Complications of intestinal obstruction
- Volume depletion: Each ileus deprives the patient of fluid, because the secretions (gastric juice, bile, pancreatic and small intestine secretions) that are released into the intestinal lumen are no longer reabsorbed. There are also the losses due to vomiting. The result is a lack of volume (dehydration) that can lead to blood thickening, decreased urine production and shock.
- Secondary intestinal paralysis: In the case of mechanical ileus there is initially more than normal peristalsis. With increasing fatigue of the intestinal musculature, the initially increased peristalsis decreases in intensity, to completely fail after hours or days.
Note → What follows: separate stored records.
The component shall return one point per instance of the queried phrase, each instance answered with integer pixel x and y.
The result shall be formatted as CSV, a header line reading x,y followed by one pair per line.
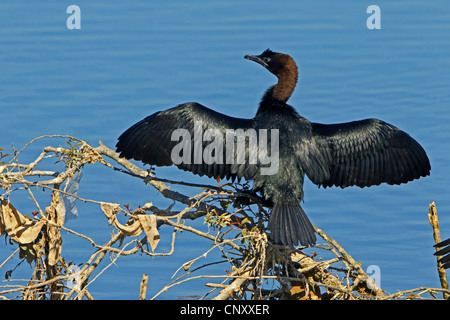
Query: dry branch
x,y
238,235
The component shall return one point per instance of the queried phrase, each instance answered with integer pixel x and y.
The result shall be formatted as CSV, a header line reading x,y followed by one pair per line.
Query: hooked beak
x,y
256,59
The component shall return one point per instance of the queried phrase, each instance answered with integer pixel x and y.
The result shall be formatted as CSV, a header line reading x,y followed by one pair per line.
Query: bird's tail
x,y
288,224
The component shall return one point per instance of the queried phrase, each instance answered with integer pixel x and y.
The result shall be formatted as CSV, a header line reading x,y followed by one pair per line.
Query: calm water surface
x,y
132,59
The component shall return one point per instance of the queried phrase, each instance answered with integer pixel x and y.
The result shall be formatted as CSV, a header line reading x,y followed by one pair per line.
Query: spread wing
x,y
368,152
178,134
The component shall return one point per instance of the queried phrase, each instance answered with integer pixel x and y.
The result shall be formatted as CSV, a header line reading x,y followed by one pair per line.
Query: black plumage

- Transient peritonitis: Prolongation of the ileus leads to bacterial decomposition (autolysis) of the blocked intestinal contents, which makes the intestinal wall permeable to toxins and bacteria. It comes to poisoning the circulation and peritoneal inflammation, which drastically worsens the prognosis.
Treatment of intestinal obstruction
Sudden dull or spasmodic violent abdominal pain, altered stool behavior, nausea and vomiting may indicate a bowel obstruction, so the general practitioner or the emergency medical service should be notified. Also abdominal pain, which occur after food intake, should be clarified, since it can hide, especially in the elderly, a reduced blood flow to the abdominal arteries.
If the home or emergency doctor is called and diagnosed an ileus, he will perform the following emergency measures: With a nasogastric tube, secreted secretions from the stomach and small intestine can be aspirated with a large-volume syringe. Thus, the massive pressure that has built up through the closure, somewhat reduced. Conclusions Small intestinal contents can be recognized by its dirty brown color and the offensive odor. As soon as possible, an infusion will be created. Home or emergency doctor will arrange an immediate hospitalization.
Fast therapy needed
In most cases, the intestinal obstruction must be treated surgically as soon as possible, otherwise the condition will lead to death. Mechanical ileus is an absolute indication for immediate surgery! The operative procedure depends on the cause of the ileus:
- In the best case, only adhesions are dissolved (adhesiolysis or Bridenlösung).
- When Strangulationsileus usually a Darmteilentfernung is required.
- If the constriction can not be surgically removed, for example because a non-operative tumor is the cause of the occlusion, a bypass operation (bypass surgery, the bottleneck is bypassed by another section of the intestine) or the discharge of the intestine as an artificial bowel (stoma) comes into question,
During surgery, an antibiotic is given to prevent the intestinal bacteria from spreading to the abdomen. If there is a preliminary stage of a paralytic bowel obstruction, an attempt can be made to start the intestinal movement with medication.
If a peritonitis is responsible for debilitating intestinal obstruction, the underlying condition must be treated. For example, in case of a perforated gastric or small intestinal ulcer, the fracture site must be sutured or surgically excised if possible.